Capítulo 10

Màu nền
Font chữ
Font size
Chiều cao dòng

Caminé por el pasillo que recorría la segunda planta del edificio, me paré en la puerta del departamento, giré un poco la cabeza y, por la ventana que estaba en un extremo del corredor, vi cómo la luz del sol se atenuaba y la ciudad se oscurecía; eran poco más de las doce de la mañana, pero parecía que las agujas del reloj hubieran avanzado hasta marcar las dos de la madrugada.

—No nos queda mucho tiempo —murmuré un pensamiento y llamé a la puerta—. Tenemos que frenarlos.

El ruido de los cerrojos, de los pestillos y de la cerradura precedió al leve chirrido que produjeron las bisagras durante la apertura de la puerta; Noaria, vestida con un pantalón oscuro y una camisa blanca remangada, se alegró de verme.

—Nhargot, menos mal que estás bien —me dijo mientras me invitaba a pasar—. La ciudad se está yendo a la mierda. —Caminó hasta una ventana, se apoyó en el marco y observó las nubes rojizas que emitían tenues destellos oscuros—. La gente enloquece, pierden las consciencias, caen en profundos sueños o mueren sudando sangre. —Inspiró despacio y me miró a los ojos—. Todo se está desmoronando.

Me vino a la mente lo que había visto en el oscuro mundo onírico: los libros arenosos que almacenaban recuerdos, las gigantescas puertas, la casa en ruinas y el enfermo del antifaz.

—Y lo peor está por llegar —contesté, recordando lo que sentí al tocar las puertas ancladas a las pesadillas—. Nunca nos habíamos enfrentando a nada así.

El silencio, como un rey sepulcral que ordena enterrar las palabras en sarcófagos bajo arenas movedizas, se impuso y empujó a Noaria a bajar la cabeza y apartar la mirada.

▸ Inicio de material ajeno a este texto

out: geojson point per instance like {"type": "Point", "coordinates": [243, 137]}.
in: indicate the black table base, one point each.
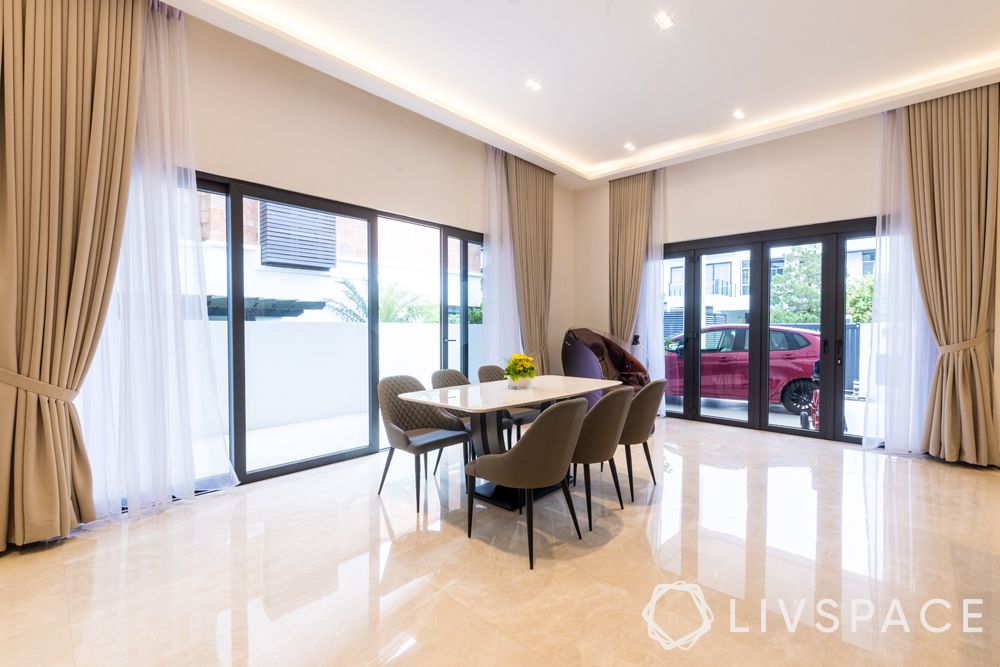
{"type": "Point", "coordinates": [487, 438]}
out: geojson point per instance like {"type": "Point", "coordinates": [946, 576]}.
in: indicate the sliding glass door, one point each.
{"type": "Point", "coordinates": [795, 315]}
{"type": "Point", "coordinates": [464, 339]}
{"type": "Point", "coordinates": [724, 336]}
{"type": "Point", "coordinates": [772, 330]}
{"type": "Point", "coordinates": [312, 301]}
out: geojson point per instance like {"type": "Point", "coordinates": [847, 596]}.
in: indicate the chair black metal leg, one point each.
{"type": "Point", "coordinates": [416, 478]}
{"type": "Point", "coordinates": [628, 464]}
{"type": "Point", "coordinates": [470, 484]}
{"type": "Point", "coordinates": [465, 458]}
{"type": "Point", "coordinates": [530, 495]}
{"type": "Point", "coordinates": [649, 460]}
{"type": "Point", "coordinates": [572, 510]}
{"type": "Point", "coordinates": [385, 471]}
{"type": "Point", "coordinates": [614, 477]}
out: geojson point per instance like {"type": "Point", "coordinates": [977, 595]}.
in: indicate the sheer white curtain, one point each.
{"type": "Point", "coordinates": [649, 323]}
{"type": "Point", "coordinates": [150, 405]}
{"type": "Point", "coordinates": [502, 327]}
{"type": "Point", "coordinates": [903, 350]}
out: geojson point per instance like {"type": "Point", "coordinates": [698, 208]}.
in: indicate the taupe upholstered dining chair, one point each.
{"type": "Point", "coordinates": [518, 416]}
{"type": "Point", "coordinates": [415, 428]}
{"type": "Point", "coordinates": [639, 426]}
{"type": "Point", "coordinates": [599, 436]}
{"type": "Point", "coordinates": [539, 460]}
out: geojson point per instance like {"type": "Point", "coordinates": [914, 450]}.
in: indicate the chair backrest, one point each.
{"type": "Point", "coordinates": [540, 458]}
{"type": "Point", "coordinates": [448, 377]}
{"type": "Point", "coordinates": [642, 413]}
{"type": "Point", "coordinates": [580, 361]}
{"type": "Point", "coordinates": [602, 427]}
{"type": "Point", "coordinates": [407, 415]}
{"type": "Point", "coordinates": [490, 373]}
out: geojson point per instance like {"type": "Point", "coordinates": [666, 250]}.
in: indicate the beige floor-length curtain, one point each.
{"type": "Point", "coordinates": [952, 146]}
{"type": "Point", "coordinates": [631, 213]}
{"type": "Point", "coordinates": [530, 200]}
{"type": "Point", "coordinates": [70, 95]}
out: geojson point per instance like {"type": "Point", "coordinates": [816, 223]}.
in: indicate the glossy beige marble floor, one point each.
{"type": "Point", "coordinates": [314, 568]}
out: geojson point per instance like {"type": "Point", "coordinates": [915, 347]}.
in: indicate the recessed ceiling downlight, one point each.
{"type": "Point", "coordinates": [663, 20]}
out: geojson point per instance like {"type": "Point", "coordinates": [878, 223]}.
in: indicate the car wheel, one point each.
{"type": "Point", "coordinates": [797, 395]}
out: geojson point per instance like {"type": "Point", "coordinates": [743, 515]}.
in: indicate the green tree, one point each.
{"type": "Point", "coordinates": [795, 293]}
{"type": "Point", "coordinates": [860, 295]}
{"type": "Point", "coordinates": [395, 304]}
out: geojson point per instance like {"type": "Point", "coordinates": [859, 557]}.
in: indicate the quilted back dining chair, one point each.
{"type": "Point", "coordinates": [415, 428]}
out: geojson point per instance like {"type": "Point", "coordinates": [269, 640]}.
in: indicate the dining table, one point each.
{"type": "Point", "coordinates": [486, 403]}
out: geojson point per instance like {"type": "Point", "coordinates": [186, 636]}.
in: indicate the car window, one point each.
{"type": "Point", "coordinates": [778, 340]}
{"type": "Point", "coordinates": [800, 341]}
{"type": "Point", "coordinates": [718, 340]}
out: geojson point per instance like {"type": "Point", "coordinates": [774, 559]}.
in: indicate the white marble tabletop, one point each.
{"type": "Point", "coordinates": [493, 396]}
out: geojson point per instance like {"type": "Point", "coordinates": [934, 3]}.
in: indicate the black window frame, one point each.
{"type": "Point", "coordinates": [235, 190]}
{"type": "Point", "coordinates": [834, 236]}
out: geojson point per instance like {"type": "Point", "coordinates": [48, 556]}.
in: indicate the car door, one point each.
{"type": "Point", "coordinates": [674, 365]}
{"type": "Point", "coordinates": [781, 361]}
{"type": "Point", "coordinates": [718, 356]}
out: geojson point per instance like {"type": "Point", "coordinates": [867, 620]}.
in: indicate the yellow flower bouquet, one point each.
{"type": "Point", "coordinates": [519, 371]}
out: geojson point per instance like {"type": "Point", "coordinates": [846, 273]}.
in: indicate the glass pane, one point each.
{"type": "Point", "coordinates": [795, 292]}
{"type": "Point", "coordinates": [724, 340]}
{"type": "Point", "coordinates": [305, 278]}
{"type": "Point", "coordinates": [409, 273]}
{"type": "Point", "coordinates": [213, 214]}
{"type": "Point", "coordinates": [673, 332]}
{"type": "Point", "coordinates": [860, 288]}
{"type": "Point", "coordinates": [455, 303]}
{"type": "Point", "coordinates": [477, 343]}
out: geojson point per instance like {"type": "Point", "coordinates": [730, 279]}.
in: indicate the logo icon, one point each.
{"type": "Point", "coordinates": [661, 636]}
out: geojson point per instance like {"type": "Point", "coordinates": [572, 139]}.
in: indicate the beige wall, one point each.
{"type": "Point", "coordinates": [562, 306]}
{"type": "Point", "coordinates": [261, 117]}
{"type": "Point", "coordinates": [264, 118]}
{"type": "Point", "coordinates": [821, 176]}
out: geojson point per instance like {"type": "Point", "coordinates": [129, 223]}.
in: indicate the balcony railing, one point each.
{"type": "Point", "coordinates": [719, 288]}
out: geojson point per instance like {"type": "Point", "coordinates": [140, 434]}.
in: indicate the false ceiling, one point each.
{"type": "Point", "coordinates": [609, 75]}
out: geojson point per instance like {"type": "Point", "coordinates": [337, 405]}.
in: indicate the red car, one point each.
{"type": "Point", "coordinates": [725, 365]}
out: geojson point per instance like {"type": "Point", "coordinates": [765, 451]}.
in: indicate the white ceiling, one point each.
{"type": "Point", "coordinates": [610, 75]}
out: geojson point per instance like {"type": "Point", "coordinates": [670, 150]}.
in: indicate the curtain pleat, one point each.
{"type": "Point", "coordinates": [69, 87]}
{"type": "Point", "coordinates": [530, 202]}
{"type": "Point", "coordinates": [631, 213]}
{"type": "Point", "coordinates": [952, 146]}
{"type": "Point", "coordinates": [502, 331]}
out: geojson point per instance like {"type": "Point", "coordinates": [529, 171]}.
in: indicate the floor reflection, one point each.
{"type": "Point", "coordinates": [315, 568]}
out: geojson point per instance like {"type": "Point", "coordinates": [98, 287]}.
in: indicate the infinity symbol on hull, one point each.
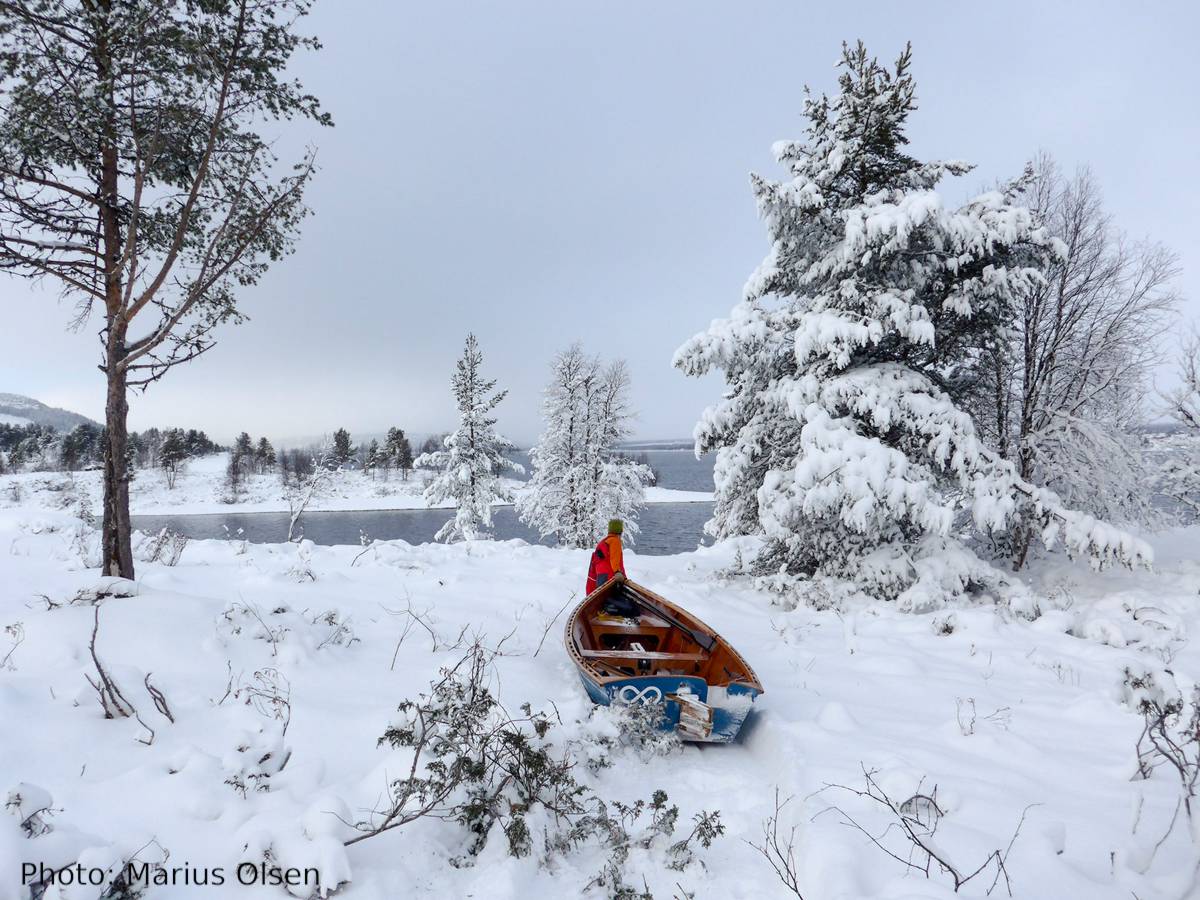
{"type": "Point", "coordinates": [630, 694]}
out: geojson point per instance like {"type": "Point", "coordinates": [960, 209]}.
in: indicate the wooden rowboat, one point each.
{"type": "Point", "coordinates": [659, 653]}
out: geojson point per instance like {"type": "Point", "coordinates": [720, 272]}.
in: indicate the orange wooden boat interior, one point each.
{"type": "Point", "coordinates": [655, 652]}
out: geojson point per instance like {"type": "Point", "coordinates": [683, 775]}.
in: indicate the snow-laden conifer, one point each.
{"type": "Point", "coordinates": [840, 436]}
{"type": "Point", "coordinates": [580, 479]}
{"type": "Point", "coordinates": [473, 459]}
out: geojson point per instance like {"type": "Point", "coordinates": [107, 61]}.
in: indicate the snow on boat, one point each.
{"type": "Point", "coordinates": [633, 646]}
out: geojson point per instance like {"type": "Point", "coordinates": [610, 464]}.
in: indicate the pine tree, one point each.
{"type": "Point", "coordinates": [400, 451]}
{"type": "Point", "coordinates": [342, 448]}
{"type": "Point", "coordinates": [472, 454]}
{"type": "Point", "coordinates": [372, 459]}
{"type": "Point", "coordinates": [264, 455]}
{"type": "Point", "coordinates": [172, 455]}
{"type": "Point", "coordinates": [580, 480]}
{"type": "Point", "coordinates": [840, 437]}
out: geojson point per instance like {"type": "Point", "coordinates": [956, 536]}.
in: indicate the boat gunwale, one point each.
{"type": "Point", "coordinates": [601, 678]}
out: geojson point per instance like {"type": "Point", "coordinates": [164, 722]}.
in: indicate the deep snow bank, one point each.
{"type": "Point", "coordinates": [1006, 717]}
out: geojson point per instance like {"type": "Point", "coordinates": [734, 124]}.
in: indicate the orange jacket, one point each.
{"type": "Point", "coordinates": [606, 559]}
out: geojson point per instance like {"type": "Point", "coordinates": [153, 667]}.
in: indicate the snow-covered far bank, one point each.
{"type": "Point", "coordinates": [990, 715]}
{"type": "Point", "coordinates": [201, 489]}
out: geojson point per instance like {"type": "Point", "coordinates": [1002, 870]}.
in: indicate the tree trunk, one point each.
{"type": "Point", "coordinates": [117, 553]}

—Nhargot, no me separé de Mirhashe —me habló con la culpa resonando en su voz—. No dejé que la trataran sin que estuviera delante, pero alguien gaseó la planta. Las ventanas estaban selladas, no pude abrirlas, me tapé la boca con un pañuelo, aguanté la respiración todo lo que pude y traté de llegar a las escaleras. —Guardó silencio unos segundos—. Quise salir de la planta para vigilar los accesos, pedir refuerzos, llamar a Gharberl y que viniera con equipo, pero apenas pude recorrer medio pasillo antes de quedar inconsciente. —El dolor se reflejó en su rostro—. Lo siento, Nhargot. Le fallé.

Aunque no sabía qué destino corrió Mirhashe, cómo había acabado su vida, Noaria se sentía culpable por no haber impedido que desapareciera del hospital. Me acerqué un poco, ojeé por la ventana los relámpagos amarillos que recorrían la capa de nubes rojizas y la miré a los ojos.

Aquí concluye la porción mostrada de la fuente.